Under their new ranked-choice voting system, New Yorkers head once to voting booths, where they rank up to five candidates in their order of preference. (The system doesn’t toss ballots with only one candidate marked.) If a candidate wins more than 50% of the first-choice votes, that candidate wins. But if not, the last-place candidate is eliminated, and their votes are redistributed to the four remaining contenders per voters’ next-up preferences. The process continues again and again through successive “rounds” until one candidate wins a majority.
Proponents of RCV claim it will disincentivize candidates from catering to the extremes or campaigning negatively, since negative campaigning against a voter’s favorite candidate could dash their chance to win second-choice votes. Though the topic isn’t well-studied, surveys taken by FairVote and the Rutgers-Eagleton Poll in 2013 and 2015 found that likely voters in typical plurality-voting cities were more likely to perceive negative campaigning than likely voters in surveyed RCV-voting cities.

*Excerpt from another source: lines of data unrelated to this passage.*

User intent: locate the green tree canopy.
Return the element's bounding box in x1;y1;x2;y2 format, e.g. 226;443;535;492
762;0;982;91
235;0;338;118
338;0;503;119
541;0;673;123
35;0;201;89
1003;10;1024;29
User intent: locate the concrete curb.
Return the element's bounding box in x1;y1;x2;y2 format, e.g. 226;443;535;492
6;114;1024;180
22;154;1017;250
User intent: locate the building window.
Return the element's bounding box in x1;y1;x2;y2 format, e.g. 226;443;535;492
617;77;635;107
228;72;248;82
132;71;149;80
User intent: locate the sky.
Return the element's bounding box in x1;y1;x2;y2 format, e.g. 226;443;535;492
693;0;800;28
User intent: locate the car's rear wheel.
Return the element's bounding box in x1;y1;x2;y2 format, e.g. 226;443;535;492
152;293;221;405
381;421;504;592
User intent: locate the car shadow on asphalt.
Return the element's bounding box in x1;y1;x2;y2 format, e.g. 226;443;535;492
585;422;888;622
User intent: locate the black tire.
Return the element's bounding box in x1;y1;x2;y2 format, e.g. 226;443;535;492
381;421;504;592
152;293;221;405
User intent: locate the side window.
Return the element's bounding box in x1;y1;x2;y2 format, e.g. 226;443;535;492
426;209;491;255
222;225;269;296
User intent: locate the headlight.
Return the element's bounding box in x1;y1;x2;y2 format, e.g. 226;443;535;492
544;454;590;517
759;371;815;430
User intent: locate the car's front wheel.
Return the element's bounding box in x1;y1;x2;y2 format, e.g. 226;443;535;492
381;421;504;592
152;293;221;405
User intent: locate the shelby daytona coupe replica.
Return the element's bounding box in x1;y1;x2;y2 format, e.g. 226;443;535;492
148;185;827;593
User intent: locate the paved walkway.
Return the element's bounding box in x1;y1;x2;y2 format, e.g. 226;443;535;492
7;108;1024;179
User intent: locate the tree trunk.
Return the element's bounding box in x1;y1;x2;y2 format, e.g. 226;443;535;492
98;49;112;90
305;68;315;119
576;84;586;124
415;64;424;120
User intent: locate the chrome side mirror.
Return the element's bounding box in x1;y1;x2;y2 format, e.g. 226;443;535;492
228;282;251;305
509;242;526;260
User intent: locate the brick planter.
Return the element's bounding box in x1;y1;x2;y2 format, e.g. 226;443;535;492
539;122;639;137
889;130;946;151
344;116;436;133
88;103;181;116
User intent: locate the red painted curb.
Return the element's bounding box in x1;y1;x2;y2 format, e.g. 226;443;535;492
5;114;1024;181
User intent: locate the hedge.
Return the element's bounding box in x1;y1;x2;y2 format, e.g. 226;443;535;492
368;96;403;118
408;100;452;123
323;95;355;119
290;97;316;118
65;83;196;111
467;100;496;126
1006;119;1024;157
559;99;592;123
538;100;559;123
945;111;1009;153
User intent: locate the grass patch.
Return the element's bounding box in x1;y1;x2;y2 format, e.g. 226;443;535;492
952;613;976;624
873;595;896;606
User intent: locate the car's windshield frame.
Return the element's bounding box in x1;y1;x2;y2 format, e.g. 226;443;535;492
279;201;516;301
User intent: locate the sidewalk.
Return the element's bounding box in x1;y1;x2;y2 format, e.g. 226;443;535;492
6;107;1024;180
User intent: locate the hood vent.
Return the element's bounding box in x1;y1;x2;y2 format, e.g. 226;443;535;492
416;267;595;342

RCV advocates also say it will bolster voter turnout, compel candidates to campaign to more people, lower election costs by nixing the need for runoffs, ensure wins from majority-preferred candidates, and eliminate political spoiler effects. But many of these claims are theoretical, with little empirical research to decisively support them. According to one study on San Francisco’s 2005 municipal election, for example, RCV did increase voter turnout by 2.7 times, and did appear to stop weaker candidates from siphoning off votes from stronger ones. But there is no reliable research on whether candidates in RCV systems aim spending at broader voter coalitions. Regarding election costs, a surprising 2018 study by the MIT Election Lab found that costs in RCV-implementing cities were actually no lower than costs in cities without it. And as for the attractive idea that RCV ensures a win from the majority-preferred candidate, it’s technically untrue. A clever 2014 study by Craig Burnett and Vladimir Kogan found that some candidates in RCV systems do win without a majority of total ballots cast, because many ballots are silent on finalists and therefore don’t factor into the last round. If a voter ranks only a few candidates who are all eliminated quickly, their ballot becomes “exhausted,” meaning it’s thrown out of the final round for failing to rank the finalists.

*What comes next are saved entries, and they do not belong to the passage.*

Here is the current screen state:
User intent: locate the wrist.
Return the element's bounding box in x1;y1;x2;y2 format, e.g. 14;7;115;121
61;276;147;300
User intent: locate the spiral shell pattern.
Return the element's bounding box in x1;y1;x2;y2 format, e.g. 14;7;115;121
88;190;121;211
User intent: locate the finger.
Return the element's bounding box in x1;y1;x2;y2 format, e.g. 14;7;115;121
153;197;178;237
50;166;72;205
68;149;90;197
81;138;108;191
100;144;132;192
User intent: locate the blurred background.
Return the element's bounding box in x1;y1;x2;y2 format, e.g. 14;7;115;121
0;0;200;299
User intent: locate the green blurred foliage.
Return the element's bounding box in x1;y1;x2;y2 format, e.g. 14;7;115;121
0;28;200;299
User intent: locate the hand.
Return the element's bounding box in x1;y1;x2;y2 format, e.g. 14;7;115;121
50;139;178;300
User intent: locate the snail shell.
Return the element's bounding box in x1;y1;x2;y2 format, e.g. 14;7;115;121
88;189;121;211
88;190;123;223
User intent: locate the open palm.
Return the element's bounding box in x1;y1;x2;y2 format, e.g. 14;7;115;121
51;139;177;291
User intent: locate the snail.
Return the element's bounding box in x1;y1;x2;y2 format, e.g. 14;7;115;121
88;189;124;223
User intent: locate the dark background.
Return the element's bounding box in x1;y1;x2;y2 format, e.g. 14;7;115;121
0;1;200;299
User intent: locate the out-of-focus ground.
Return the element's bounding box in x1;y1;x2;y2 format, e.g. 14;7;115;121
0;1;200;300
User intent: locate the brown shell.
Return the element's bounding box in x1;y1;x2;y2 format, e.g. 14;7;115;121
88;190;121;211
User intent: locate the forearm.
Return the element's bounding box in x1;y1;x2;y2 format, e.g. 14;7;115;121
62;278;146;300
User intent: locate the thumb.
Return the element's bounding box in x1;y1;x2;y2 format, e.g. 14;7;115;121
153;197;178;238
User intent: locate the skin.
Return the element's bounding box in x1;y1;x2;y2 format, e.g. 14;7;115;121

Opponents of RCV fear the system will bring negative unintended effects. According to Burnett and Kogan, exhausted ballots—or those that don’t factor into the last round—made up at least 9.6% of ballots in the four American elections they studied. Critics point out that ranked-choice might not matter in cases where popular candidates win by large margins, like when 90% of Australian constituencies elected the candidate with the most first-preference votes in 2013. But the opposite problem could appear too, when RCV lends the win to candidates who fail to muster the plurality of first-choice votes. Burnett and Kogan argue that compelling voters to rank candidates gives them a more laborious and time-consuming cognitive task, which benefits people who have more free time and who’ve mastered the platforms of even obscure candidates. In other words, RCV could disempower voters with lower education or income. For those who know little about the smaller players, RCV still encourages them to rank multiple people, thus privileging highly-informed voters over less-informed ones.
In short, it’s tricky to say with any certainty whether ranked-choice voting will deliver the benefits its supporters promise. But with New York City embracing the system, we now have one more local laboratory of democracy to put these claims to the test in the coming years.